Apakah ada peraturan yang menyatakan kadar maksimum lcohol pada sirup obat?

Jawaban :

Alkohol dalam sirup obat hanya sebagai bahan tambahan (bukan zat aktif), untuk membantu pelarutan suatu zat aktif. Penggunaan hanya terbatas untuk membuat zat aktif yang tidak dapat larut dalam air, terbantu kelarutannya.

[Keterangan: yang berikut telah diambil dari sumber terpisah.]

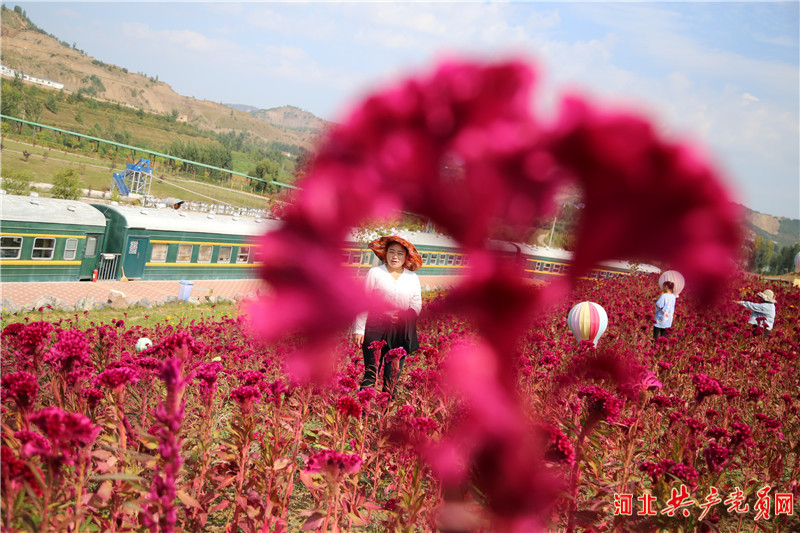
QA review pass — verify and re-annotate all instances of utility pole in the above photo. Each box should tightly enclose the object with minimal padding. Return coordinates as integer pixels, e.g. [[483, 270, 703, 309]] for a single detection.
[[547, 211, 558, 248]]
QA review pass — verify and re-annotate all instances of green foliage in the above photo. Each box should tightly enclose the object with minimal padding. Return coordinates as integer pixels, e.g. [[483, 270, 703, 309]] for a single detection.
[[0, 83, 25, 117], [44, 93, 58, 113], [751, 235, 775, 274], [25, 96, 44, 122], [50, 168, 83, 200], [769, 243, 800, 276], [0, 171, 33, 196]]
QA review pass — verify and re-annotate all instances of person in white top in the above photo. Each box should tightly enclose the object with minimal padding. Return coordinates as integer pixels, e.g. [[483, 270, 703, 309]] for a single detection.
[[653, 281, 677, 341], [736, 289, 778, 336], [353, 235, 422, 396]]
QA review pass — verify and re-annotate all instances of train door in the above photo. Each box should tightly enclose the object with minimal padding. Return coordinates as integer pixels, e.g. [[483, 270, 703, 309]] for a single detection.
[[122, 237, 149, 278], [78, 233, 103, 279]]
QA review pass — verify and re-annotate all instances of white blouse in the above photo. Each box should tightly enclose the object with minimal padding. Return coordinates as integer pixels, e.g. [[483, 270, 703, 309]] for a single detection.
[[353, 265, 422, 335]]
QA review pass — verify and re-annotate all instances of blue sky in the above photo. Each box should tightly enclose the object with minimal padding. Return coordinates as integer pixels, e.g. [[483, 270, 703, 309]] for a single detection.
[[4, 1, 800, 218]]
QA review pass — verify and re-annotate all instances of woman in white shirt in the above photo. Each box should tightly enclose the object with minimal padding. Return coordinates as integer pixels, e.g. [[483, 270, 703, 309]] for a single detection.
[[353, 235, 422, 395]]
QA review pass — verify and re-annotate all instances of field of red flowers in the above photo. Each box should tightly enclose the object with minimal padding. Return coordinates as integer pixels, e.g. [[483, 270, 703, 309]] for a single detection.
[[2, 276, 800, 532]]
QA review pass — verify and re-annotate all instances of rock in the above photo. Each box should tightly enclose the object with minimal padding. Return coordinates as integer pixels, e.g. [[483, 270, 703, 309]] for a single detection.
[[0, 298, 19, 315], [75, 296, 94, 311], [108, 290, 128, 309]]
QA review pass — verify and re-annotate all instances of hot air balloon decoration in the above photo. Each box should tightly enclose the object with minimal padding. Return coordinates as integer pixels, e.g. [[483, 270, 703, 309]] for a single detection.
[[658, 270, 686, 296], [567, 302, 608, 347]]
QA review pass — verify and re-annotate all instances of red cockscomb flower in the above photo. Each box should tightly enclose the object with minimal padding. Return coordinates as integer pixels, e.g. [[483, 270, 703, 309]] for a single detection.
[[336, 396, 361, 418]]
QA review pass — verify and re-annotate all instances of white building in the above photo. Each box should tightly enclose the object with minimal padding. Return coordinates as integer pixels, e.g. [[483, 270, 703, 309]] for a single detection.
[[0, 65, 64, 90]]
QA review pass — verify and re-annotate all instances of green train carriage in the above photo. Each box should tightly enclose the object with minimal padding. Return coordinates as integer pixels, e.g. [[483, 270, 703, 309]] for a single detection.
[[88, 204, 280, 280], [0, 194, 106, 282]]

Kadar maksimum alkohol dalam sirup obat tidak ada ketentuan tertulis, namun sesuai Keputusan Kepala BPOM Nomor HK.03.1.23.06.10.5166 Tahun 2010 tentang Pencantuman Informasi Asal Bahan Tertentu, Kandungan Alkohol, dan Batas Kedaluwarsa pada Penandaan/Label Obat, Obat Tradisional, Suplemen Makanan, dan Pangan, Alkohol yang digunakan tersebut dicantumkan kadarnya dalam persentase pada komposisi penandaan/label dan menyarankan pemakaian alkohol pada sirup obat sekecil mungkin di bawah 5% hanya terbatas untuk membantu kelarutan zat aktif.